# Time Series Analysis in Python
## Introduction
Time series analysis is the study of a sequence of data points collected over time. It is used in a variety of fields, including finance, economics, and forecasting. In this guide, we'll explore the key concepts and techniques of time series analysis using Python.\
### Stationarity
Stationarity is a crucial concept in time series analysis. A time series is said to be stationary if its statistical properties, such as mean and variance, do not change over time. Stationary time series are easier to model and analyze.
#### Augmented Dickey-Fuller (ADF) Test
The Augmented Dickey-Fuller (ADF) test is a statistical test used to determine if a time series is stationary. The null hypothesis of the ADF test is that the time series has a unit root, meaning it is non-stationary.

In [None]:
from statsmodels.tsa.stattools import adfuller

def test_stationarity(time_series):
    """Perform the Augmented Dickey-Fuller test on a time series."""
    adf_test = adfuller(time_series)
    print(f"Augmented Dickey-Fuller Test Statistic: {adf_test[0]}")
    print(f"p-value: {adf_test[1]}")
    if adf_test[1] < 0.05:
        print("The time series is stationary.")
    else:
        print("The time series is non-stationary.")

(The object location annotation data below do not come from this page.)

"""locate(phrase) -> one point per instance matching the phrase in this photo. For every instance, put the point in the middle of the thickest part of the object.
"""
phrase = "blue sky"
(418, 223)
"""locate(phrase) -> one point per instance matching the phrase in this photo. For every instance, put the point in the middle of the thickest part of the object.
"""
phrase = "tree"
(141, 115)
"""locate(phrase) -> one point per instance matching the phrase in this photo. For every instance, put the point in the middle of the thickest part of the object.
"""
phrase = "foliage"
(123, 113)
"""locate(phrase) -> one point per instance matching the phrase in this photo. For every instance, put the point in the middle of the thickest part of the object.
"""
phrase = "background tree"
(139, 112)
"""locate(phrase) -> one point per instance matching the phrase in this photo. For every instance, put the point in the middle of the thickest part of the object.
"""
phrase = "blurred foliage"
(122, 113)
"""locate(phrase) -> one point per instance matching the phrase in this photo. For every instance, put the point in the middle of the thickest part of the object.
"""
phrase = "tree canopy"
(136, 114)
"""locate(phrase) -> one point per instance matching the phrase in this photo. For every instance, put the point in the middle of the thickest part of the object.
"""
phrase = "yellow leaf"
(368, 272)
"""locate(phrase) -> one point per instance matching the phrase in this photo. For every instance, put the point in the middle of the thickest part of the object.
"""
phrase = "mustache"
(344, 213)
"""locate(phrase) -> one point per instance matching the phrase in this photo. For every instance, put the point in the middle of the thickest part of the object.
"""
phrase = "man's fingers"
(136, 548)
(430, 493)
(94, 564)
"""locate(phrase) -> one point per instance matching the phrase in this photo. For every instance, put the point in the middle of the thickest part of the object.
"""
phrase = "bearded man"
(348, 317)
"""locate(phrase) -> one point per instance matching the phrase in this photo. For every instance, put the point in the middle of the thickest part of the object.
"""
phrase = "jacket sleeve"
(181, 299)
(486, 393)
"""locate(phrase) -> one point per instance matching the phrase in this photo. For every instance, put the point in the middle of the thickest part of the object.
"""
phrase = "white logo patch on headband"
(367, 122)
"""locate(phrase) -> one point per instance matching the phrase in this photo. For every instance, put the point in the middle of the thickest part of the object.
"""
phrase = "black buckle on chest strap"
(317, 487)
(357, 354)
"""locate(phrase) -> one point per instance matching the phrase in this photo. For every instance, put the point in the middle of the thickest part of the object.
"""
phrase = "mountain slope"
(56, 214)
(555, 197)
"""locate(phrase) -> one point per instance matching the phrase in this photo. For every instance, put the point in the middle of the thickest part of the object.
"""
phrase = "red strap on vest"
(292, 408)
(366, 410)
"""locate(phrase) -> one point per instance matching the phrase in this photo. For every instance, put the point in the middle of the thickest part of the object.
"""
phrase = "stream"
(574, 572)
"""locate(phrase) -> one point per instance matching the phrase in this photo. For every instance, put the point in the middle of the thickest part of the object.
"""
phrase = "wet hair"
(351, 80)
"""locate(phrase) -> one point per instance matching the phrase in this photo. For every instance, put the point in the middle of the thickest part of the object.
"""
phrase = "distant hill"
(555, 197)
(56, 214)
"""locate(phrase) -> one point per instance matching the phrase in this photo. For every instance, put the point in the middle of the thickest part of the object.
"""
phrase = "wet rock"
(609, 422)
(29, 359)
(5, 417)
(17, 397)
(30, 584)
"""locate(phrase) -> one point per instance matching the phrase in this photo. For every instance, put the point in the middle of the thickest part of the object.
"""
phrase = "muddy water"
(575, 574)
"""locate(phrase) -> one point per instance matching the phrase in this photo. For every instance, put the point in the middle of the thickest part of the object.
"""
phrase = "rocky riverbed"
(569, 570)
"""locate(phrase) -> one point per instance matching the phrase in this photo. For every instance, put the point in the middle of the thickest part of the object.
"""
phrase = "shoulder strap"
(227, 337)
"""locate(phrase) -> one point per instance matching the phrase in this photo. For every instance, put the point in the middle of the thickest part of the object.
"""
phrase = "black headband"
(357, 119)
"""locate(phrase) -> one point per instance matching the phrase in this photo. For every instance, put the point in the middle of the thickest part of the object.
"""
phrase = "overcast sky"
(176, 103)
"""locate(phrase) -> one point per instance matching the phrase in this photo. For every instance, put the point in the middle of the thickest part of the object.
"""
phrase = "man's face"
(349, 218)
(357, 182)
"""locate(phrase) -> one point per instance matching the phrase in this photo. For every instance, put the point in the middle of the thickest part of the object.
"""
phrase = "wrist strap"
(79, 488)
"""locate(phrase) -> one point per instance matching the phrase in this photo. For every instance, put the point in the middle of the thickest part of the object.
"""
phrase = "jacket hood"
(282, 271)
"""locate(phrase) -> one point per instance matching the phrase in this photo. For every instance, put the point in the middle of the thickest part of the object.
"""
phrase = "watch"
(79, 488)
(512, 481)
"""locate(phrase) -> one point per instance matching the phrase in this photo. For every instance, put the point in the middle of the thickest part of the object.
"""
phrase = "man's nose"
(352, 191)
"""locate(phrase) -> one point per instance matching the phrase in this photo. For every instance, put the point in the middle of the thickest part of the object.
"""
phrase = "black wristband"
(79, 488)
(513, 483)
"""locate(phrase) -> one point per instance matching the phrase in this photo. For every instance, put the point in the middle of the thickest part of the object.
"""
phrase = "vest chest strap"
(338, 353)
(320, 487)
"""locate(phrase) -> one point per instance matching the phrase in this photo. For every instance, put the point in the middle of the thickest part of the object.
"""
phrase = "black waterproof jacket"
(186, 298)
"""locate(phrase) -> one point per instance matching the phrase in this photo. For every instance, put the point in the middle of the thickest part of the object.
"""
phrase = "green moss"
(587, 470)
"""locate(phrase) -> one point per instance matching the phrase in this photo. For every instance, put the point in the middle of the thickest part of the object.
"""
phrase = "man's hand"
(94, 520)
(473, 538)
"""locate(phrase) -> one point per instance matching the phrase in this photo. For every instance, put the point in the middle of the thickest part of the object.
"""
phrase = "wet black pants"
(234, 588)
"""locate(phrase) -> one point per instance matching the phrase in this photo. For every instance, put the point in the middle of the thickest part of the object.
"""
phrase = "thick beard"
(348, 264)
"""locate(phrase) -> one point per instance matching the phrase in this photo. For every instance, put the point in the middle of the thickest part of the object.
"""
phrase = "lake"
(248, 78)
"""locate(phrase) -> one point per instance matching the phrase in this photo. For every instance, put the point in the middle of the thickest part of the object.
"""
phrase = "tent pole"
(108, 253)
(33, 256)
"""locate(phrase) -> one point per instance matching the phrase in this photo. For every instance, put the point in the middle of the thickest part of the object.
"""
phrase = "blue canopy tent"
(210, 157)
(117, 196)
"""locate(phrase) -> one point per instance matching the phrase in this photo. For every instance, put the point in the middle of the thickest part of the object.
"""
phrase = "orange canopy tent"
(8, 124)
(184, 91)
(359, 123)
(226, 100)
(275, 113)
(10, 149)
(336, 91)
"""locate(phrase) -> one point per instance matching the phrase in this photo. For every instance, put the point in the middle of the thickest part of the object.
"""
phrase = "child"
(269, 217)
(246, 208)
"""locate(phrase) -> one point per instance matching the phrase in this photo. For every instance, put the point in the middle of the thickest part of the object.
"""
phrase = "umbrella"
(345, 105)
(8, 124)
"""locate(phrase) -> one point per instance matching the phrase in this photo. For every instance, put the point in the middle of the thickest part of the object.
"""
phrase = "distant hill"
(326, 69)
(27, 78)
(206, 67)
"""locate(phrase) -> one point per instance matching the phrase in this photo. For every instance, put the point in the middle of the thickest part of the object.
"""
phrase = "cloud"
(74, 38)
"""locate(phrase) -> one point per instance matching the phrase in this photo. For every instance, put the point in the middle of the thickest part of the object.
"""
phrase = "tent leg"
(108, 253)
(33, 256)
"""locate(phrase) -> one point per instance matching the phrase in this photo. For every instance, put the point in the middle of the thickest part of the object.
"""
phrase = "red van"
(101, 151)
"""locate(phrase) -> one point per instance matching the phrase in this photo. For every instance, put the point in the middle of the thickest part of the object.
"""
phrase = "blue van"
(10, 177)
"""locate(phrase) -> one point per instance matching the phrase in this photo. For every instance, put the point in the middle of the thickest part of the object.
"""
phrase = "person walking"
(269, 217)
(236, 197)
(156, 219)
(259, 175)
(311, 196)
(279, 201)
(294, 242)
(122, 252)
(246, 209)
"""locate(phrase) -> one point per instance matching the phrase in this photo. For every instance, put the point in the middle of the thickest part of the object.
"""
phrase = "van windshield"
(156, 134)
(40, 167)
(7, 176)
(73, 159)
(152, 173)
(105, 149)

### Autocorrelation and Partial Autocorrelation
Autocorrelation is the correlation of a time series with itself at different time lags. Partial autocorrelation is the correlation of a time series with its own lagged values, with the linear dependence on the intervening values removed.

In [None]:
import matplotlib.pyplot as plt
from statsmodels.graphics.tsaplots import plot_acf, plot_pacf

def plot_autocorrelation(time_series):
    """Plot the autocorrelation and partial autocorrelation functions."""
    fig, (ax1, ax2) = plt.subplots(1, 2, figsize=(12, 4))
    plot_acf(time_series, ax=ax1)
    plot_pacf(time_series, ax=ax2)
    ax1.set_title("Autocorrelation Function")
    ax1.set_xlabel("Lags")
    ax1.set_ylabel("Correlation")
    ax2.set_title("Partial Autocorrelation Function")
    ax2.set_xlabel("Lags")
    ax2.set_ylabel("Correlation")
    plt.show()

### Autoregressive Integrated Moving Average (ARIMA) Model
The ARIMA model is a popular time series forecasting model that combines autoregressive (AR) and moving average (MA) components. The 'I' in ARIMA stands for 'Integrated', which refers to the process of differencing the time series to make it stationary.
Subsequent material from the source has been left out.